When extended Invitations from those who live at a considerable Distance, and with whom one has little in common, these may be Graciously Declined.

However, one should never Decline an Invitation because the one who extends it lives in Humbler Circumstances than one’s own. This is the worst sort of Rudeness, even if one puts forth some other Excuse.

What if one’s Plans must change?

It is not unknown for Life to present one with the Unexpected. A sudden Illness or Accident, Inclement Weather, a Bereavement in the Family are only a few things that might cause one’s best laid plans to go Awry.

In those Circumstances it is as well to notify one’s prospective Host or Hostess by Post, Immediately, lest he or she worry over one’s not arriving.

What if one has Business to Conduct with one’s Host?

If one has been invited to the hole or house of another with Business in Mind that is one thing. One should conduct the Business first, getting it Out of the Way, before accepting Refreshment offered by the Host.

However, if the Host has Invited one to a Social Occasion, it is extremely Rude to attempt to Talk Business. This is not to say one can never discuss one’s Work, but one should not try to Conduct Business unless that is the clear purpose of the Meeting. Speaking in Generalities about how well (or poorly) one’s Business is doing is one thing; trying to persuade one’s Host to do Business with one is another thing altogether.

What is a Reasonable Length of Stay, when Travelling to Visit Relatives?

There are a number of Factors to Consider. If one has travelled a considerable Distance, especially to another Farthing, one can reasonably expect to stay for a number of Days or even Weeks.

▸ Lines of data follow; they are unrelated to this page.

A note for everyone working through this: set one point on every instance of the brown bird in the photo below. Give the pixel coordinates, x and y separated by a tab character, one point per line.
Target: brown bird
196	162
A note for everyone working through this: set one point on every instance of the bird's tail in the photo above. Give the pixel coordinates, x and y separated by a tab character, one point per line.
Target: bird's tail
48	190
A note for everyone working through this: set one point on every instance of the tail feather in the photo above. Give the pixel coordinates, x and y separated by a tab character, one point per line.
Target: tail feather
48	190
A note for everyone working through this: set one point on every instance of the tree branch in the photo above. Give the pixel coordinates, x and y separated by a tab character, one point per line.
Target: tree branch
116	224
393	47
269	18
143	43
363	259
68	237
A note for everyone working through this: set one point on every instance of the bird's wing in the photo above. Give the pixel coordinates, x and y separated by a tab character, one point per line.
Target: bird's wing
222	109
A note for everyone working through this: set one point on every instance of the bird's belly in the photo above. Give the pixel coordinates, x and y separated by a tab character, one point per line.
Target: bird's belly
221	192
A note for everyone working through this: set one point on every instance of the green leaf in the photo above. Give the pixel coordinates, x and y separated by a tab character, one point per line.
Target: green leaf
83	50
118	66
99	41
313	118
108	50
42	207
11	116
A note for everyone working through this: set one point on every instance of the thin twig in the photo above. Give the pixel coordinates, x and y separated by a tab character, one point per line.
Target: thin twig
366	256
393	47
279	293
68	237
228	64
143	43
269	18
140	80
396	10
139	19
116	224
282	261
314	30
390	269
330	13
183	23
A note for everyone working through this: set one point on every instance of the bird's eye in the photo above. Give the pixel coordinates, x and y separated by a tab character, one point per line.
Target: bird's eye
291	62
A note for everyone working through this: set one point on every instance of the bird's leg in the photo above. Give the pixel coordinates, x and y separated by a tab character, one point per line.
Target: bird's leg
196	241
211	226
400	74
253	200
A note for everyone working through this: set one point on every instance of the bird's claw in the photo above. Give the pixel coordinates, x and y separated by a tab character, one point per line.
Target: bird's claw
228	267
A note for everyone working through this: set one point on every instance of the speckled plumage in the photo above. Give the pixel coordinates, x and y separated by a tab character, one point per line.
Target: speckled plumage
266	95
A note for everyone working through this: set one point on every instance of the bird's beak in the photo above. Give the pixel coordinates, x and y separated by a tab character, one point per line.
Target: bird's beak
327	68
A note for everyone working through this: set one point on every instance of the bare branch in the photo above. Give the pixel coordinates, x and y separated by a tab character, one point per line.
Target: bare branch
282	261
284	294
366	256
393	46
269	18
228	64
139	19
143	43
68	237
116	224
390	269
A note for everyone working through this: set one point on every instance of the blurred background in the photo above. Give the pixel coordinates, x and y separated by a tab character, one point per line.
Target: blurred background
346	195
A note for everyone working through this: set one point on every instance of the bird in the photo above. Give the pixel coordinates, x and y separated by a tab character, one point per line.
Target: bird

One should keep in mind how often one sees that Particular Person--someone that one sees only one or two times a Year would naturally expect a Longer Visit.

The Most Important thing to keep in mind is not to Impose on one’s Host. If one is staying beyond a week, one should Offer to help with household tasks as well as to Prepare a Meal. One should be willing to stay on one’s own if one’s Host or Hostess must go Out on Business or to do Errands.

Even if one’s Host has invited one for an Extended Stay, be alert for signs that one’s Presence has begun to Wear. It is best to leave Early, so that one’s absence is Regretted, than to Overstay one’s Welcome.


The best way to be a Welcome Guest is to behave as one would wish Guests to behave in one’s own Home. Strive always to be Pleasant, Congenial and Helpful, and then one’s Company will be much in Demand.